Dichtung, Mythen, Europa: Zbigniew Herbert
Das zweite Mal nach Deutschland kam Herbert allerdings auf Einladung des Vereins Inter Nationes, einer Organisation, die deutsches Kulturgut im Ausland verbreiten sollte, also eine Art Goethe-Institut (mit dem der Verein im Jahr 2000 auch fusionierte). Der Verein stand dem Bundespresseamt nahe. Dass der polnische Dichter Mitte 1966 eingeladen wurde, ist deswegen bemerkenswert, da die offizielle Zäsur in der Polenpolitik der BRD erst im Dezember 1966 unter Willy Brandt erfolgen sollte. In dieser Zeit lernte Herbert Günter Grass, Günter Kunert und Ernst Jandl kennen.
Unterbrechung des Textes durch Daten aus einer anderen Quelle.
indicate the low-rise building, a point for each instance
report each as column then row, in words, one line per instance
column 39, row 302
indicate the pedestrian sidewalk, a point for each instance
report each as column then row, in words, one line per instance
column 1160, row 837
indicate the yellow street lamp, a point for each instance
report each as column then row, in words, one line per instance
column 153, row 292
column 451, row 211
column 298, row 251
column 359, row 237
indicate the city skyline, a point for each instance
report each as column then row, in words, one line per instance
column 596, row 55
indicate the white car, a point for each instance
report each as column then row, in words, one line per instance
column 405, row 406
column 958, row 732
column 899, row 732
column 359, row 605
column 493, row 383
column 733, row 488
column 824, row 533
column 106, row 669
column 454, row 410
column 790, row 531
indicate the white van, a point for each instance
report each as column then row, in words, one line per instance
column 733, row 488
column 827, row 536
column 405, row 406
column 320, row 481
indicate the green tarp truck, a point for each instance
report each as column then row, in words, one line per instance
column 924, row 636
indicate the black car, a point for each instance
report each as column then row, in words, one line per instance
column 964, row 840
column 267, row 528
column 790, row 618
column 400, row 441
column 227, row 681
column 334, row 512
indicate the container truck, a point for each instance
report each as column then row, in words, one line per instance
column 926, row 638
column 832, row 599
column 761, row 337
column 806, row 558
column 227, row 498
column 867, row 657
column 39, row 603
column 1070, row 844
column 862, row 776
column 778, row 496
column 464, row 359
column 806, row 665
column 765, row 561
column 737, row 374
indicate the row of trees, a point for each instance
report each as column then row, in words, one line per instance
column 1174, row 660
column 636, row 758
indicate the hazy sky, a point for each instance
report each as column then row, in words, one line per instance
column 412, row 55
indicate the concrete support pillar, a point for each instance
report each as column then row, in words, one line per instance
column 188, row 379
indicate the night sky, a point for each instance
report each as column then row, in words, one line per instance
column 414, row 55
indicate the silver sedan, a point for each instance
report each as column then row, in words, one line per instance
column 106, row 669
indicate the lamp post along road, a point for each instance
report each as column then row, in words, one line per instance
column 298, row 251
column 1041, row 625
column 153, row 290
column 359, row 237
In den folgenden Jahren sollte Herbert selbst tatsächlich zum Kulturmittler werden. Er unterstützte seinen Verlag bei der Suche nach polnischen Autoren und übersetzte Max Frischs Drama „Triptychon“ in seine Muttersprache.
Als ihm 1997 der Preis der Stadt Münster für Europäische Poesie verliehen wurde, war die Zeit des Reisens länger vorbei. Ein schweres Asthma setzte dem Dichter schwer zu, so dass für ihn Jurek Becker den Preis entgegennahm. Aus Anlass dieses Preises schrieb Herbert: „Es ist mir wirklich egal, ob sie mir die Anerkennung als Europäer verleihen. Ich habe nie aufgehört, Bürger dieser blutigen Halbinsel zu sein, die – mit wenigen Ausnahmen, so voll ist von Unfreiheit, Tyrannei, Leid, Ausbeutung, Heuchelei, Scheiterhaufen und Kriege.“ Diese Zeilen hat Becker freilich bei der Preisverleihung nicht vorgelesen. Sie sind auch ein erstaunlich hartes Urteil über Europa. Andernfalls hätte er wohl nicht diesen Preis verliehen bekommen – und würde heute generell nicht von vielen als polnischer Dichter, sondern als europäischer Dichter aus Polen angesehen werden.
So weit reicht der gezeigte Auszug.